Platform Security and Compliance
Table of Contents
- SOC2 Type 1 Compliance
- Secure Tenancy and Secure Data Plane
- Service is entirely resident in the user’s AWS accounts
- Secure Back Plane
- Control messages and data encryption
- Elastio service network isolation
SOC2 Type 1 Compliance
Security is paramount at Elastio as a company, and our mission is to protect your critical data. We have dedicated resources and financial investment to ongoing independent third-party evaluations. SOC 2 Type 1 compliance ensures that we safeguard customer data throughout our services and meet standards for strong operational effectiveness – a fundamental tenet of our offerings.
Secure Tenancy and Secure Data Plane
Elastio provides multiple security and compliance requirements while delivering access to our multi-tenant console. The options make use of a combination of AWS secure services and enterprise-grade encryption to protect the control messages and meta-data sent between the Elastio cloud connector that resides in the AWS account and the AWS console. Commands from the tenant and meta-data about Elastio operation in your AWS account are always encrypted in transit. Your backup data never leaves your account and is never accessible by the cloud connector or personnel.
Service is entirely resident in the user’s AWS accounts
Elastio secures user data in the user account, and data is never transferred to or accessible by Elastio. The data is encrypted at rest using Amazon KMS keys and in-flight and can be air-gapped in a separate account for additional isolation. Data is stored with AWS’s AES256 encryption.
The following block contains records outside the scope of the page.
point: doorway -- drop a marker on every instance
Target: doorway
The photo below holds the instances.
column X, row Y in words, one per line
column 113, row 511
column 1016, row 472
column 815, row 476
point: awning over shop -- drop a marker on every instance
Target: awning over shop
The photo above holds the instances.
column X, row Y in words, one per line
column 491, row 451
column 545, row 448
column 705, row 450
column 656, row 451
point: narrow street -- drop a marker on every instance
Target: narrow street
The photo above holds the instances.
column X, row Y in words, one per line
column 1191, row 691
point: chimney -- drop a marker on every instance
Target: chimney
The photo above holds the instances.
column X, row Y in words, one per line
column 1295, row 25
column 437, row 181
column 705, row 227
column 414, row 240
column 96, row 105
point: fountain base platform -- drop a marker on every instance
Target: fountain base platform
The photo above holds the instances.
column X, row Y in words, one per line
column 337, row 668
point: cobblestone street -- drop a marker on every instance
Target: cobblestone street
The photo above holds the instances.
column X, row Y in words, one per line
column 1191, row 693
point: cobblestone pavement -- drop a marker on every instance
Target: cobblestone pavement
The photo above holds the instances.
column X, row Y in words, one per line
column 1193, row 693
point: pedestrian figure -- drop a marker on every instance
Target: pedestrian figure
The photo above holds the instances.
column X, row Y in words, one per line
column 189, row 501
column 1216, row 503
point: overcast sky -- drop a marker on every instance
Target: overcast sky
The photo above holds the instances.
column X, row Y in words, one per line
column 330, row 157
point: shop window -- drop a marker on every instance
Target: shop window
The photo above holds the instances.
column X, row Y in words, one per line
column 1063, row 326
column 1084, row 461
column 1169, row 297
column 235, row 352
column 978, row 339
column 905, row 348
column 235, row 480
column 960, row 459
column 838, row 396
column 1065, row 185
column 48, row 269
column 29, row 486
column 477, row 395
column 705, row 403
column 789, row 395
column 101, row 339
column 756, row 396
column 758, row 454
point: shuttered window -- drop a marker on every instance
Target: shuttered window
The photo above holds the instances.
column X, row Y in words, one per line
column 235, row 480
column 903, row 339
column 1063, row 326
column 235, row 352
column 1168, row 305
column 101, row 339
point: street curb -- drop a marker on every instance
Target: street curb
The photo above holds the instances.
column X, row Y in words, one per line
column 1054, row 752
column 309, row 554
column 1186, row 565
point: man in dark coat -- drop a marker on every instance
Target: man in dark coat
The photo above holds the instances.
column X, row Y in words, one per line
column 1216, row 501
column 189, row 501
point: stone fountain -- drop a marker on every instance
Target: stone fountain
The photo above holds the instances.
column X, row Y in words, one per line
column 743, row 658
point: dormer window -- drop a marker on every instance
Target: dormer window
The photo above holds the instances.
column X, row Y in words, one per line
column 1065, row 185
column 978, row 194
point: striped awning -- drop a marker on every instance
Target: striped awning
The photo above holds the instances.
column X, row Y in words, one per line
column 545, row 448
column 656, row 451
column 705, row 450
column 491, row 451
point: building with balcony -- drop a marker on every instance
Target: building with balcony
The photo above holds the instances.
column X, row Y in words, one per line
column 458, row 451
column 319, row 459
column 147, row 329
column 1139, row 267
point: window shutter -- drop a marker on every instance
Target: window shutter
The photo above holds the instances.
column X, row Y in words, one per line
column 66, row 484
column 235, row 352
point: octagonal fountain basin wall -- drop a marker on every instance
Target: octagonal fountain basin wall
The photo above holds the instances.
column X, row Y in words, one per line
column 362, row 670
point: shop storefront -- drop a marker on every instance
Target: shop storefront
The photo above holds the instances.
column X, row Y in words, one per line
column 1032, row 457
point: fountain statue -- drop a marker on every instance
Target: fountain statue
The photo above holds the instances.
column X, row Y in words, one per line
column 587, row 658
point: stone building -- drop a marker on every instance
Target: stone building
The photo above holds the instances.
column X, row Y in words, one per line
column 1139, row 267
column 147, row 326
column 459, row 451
However, inside our ScaleZ™ vault, we encrypt each block of data transferred in with AES-GCM with the key secured on the client side. Each client has separate keys per object to isolate your data from complete compromise.
Secure Back Plane
Elastio uses a lightweight command-and-control channel between our SaaS and customer AWS accounts, built on AWS SQS queues and Lambda functions. The service requires access to specific AWS APIs, but this can be accomplished via PrivateLink if the VPC is isolated from the Internet. As part of our service deployment, the customer grants an Elastio-controlled tenant-specific IAM role the permissions Elastio needs to deploy the service, read from these queues, and invoke these lambdas. You can monitor the activity on these resources and can be assured that only the specific operations granted to our IAM role will be performed. There is never an IP network link between Elastio and the customer’s VPCs; all communication is via SQS messages and Lambda invocations. Clients will provide unique authentication credentials tied to our Role Based access in IAM. All communications are encrypted using the latest TLS protocols.
Each asset’s unique AES key is encrypted with the vault KMS key, so access to all of those per-asset keys is, in effect, controlled by access to the KMS key. Keys are never stored unencrypted; they are always encrypted in an AES envelope before storage.
Control messages and data encryption
Elastio enables S3 server-side encryption (SSE) as an additional layer of protection. All backup data is encrypted with a unique AES key per asset, on the client side, before being uploaded to S3. These keys are, in turn, protected by a per-vault key stored in the KMS, so only IAM roles with specific permission can access the KMS keys can decrypt data in the vault.
Because we use a unique AES key per asset, even a malicious client cannot use knowledge of one of these encryption keys to access backup data from another asset because the other asset uses a different key.
Elastio service network isolation
The Elastio service is self-sufficient and, once set up, does not depend on the tenant to perform backups and restores of any type, ransomware and malware scanning, or backup scheduling. This means an Elastio SaaS outage doesn’t stop scheduled backups. Nor does it stop the ransomware and malware scans. Customers can restore from backups in the event of an Elastio SaaS outage as well.